In today’s rapidly evolving landscape of precision manufacturing and automated inspection, achieving non-contact, high-precision measurements at the micrometer and even nanometer scales has become a common challenge across many industries. Spectral confocal displacement sensors are the key solution to this challenge.

Principle of Spectral Confocal Displacement Sensors

1. Coaxial measurement with no shadow obstruction: The optical path aligns with the measurement axis, allowing access to narrow spaces, deep holes, and other confined areas.

2. Exceptional material adaptability: It provides stable measurements on a wide range of surfaces—from highly reflective mirrors and transparent glass to rough black surfaces—without the need for recalibration.

3. Ultra-high resolution and linearity: Achieves nanometer-level resolution with a measurement spot size of just a few micrometers, making it ideal for micro-contour scanning. It is precisely these advantages that make it an indispensable measurement tool in the following scenarios.

Applications of Spectral Confocal Displacement Sensors

1. Smart Manufacturing and Automated Online Inspection

• Full inspection of precision component dimensions: such as the flatness of mobile phone mid-frames, the inner and outer diameters of bearings, and the height of connector terminals. Its high-speed sampling capability enables online 100% inspection at tens of thousands of points per second, eliminating the need for sampling.

• Dispensing and coating stations: Real-time measurement of adhesive path width, thickness, and wet film thickness, with closed-loop feedback for parameter adjustment to reduce defective products.
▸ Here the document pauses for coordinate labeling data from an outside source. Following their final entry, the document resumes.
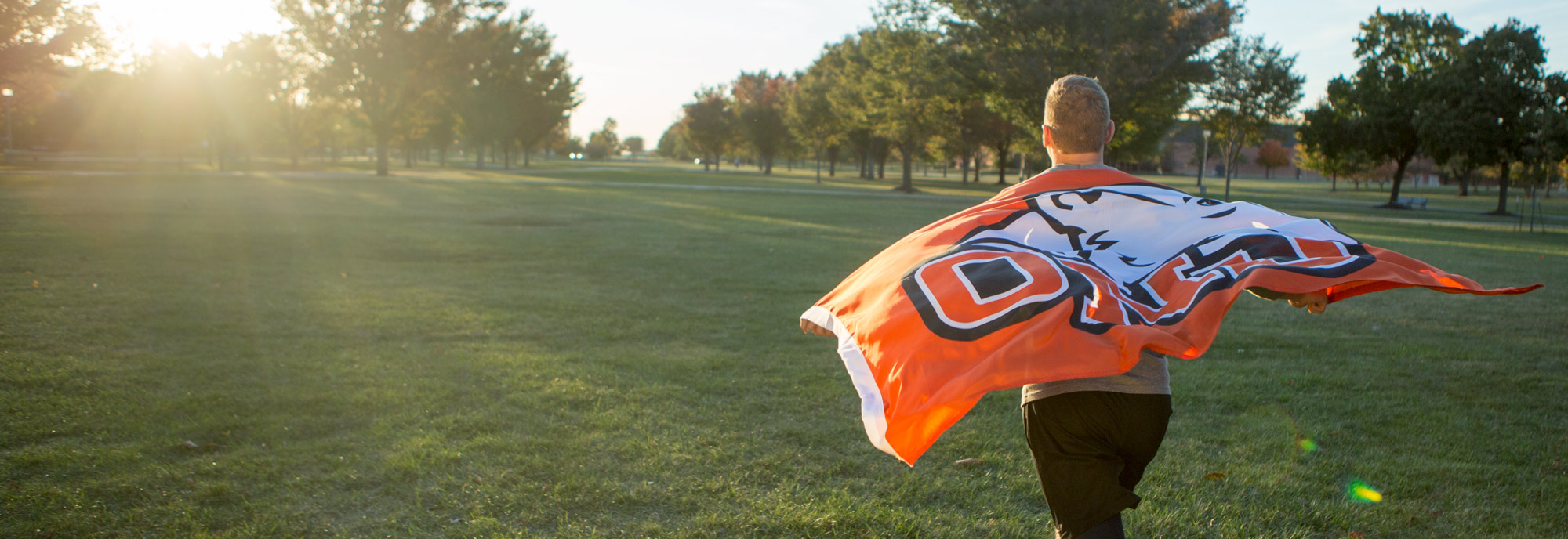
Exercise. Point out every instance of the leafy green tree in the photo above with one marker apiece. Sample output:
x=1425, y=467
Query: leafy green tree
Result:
x=811, y=115
x=546, y=90
x=909, y=84
x=1401, y=56
x=1330, y=140
x=38, y=34
x=1272, y=156
x=1147, y=54
x=760, y=114
x=675, y=145
x=377, y=56
x=1490, y=103
x=710, y=125
x=604, y=143
x=1254, y=87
• Robotic Alignment and Positioning: Sensors integrated at the end effector of the robotic arm perform high-precision gap measurement and posture calibration prior to gripping and assembly, making it particularly suitable for handling mirror-finished or transparent workpieces.

2. Semiconductor and Electronic Components Industry

• Wafer Inspection: Measures wafer warpage, total thickness variation (TTV), and the thickness of transparent films such as oxide layers and photoresists, all without contact to prevent scratches.

• Advanced Packaging and Bonding: Measures chip height and bond pad coplanarity in chip stacking to ensure the reliability of wire bonding and flip-chip bonding.

• Lithography Systems and Precision Stages: Used for stage positioning feedback and nanometer-level gap control between the objective lens and the wafer, serving as a critical safeguard for the lithography process.

3. Glass and Transparent Materials Processing

• Consumer Electronics Glass: Contour scanning of 2.5D/3D curved glass for smartphone covers and automotive displays; measurement of edge radius and hole depth; and inspection of total thickness and air gaps after multi-layer glass lamination.

• Optical Components: Data on lens center thickness, lens spacing, and aspheric surface profiles can be rapidly acquired both before and after polishing.

• Flat-Panel Display Industry: Online monitoring of LCD/OLED panel substrate glass thickness, thin-film transistor layer thickness, and liquid crystal cell gaps to ensure display consistency.

4. Metal and Hard Materials Machining

• Precision Grinding and Cutting: Monitoring of tool wear, measurement of workpiece surface roughness and micro-profile, with the capability to be integrated into machine tools online without being affected by coolant interference.

• New Energy Battery Components: Parameters critical to battery safety—such as electrode thickness, explosion-proof valve groove depth, and busbar weld penetration profiles—can all be reliably detected.

• Additive Manufacturing (3D Printing): Real-time monitoring of layer-by-layer powder bed thickness and cladding layer morphology enables closed-loop control, improving print quality and yield rates.

5. Special Applications in Various Automated Inspection Processes

• Micro-holes and deep grooves: Chamfering of micro-holes in fuel injectors and the inner wall profiles of air film holes in turbine blades, measured using slender optical probes inserted into the features.

• Precision Medical Devices: Non-destructive testing of the inner and outer diameters of syringe barrels, the coating thickness of guide wires, and the surface profiles of artificial joints.

• Films and Flexible Materials: Measurement of the thickness and uniformity of lithium-ion battery separators and optical protective films, with real-time data acquisition during the unwinding process.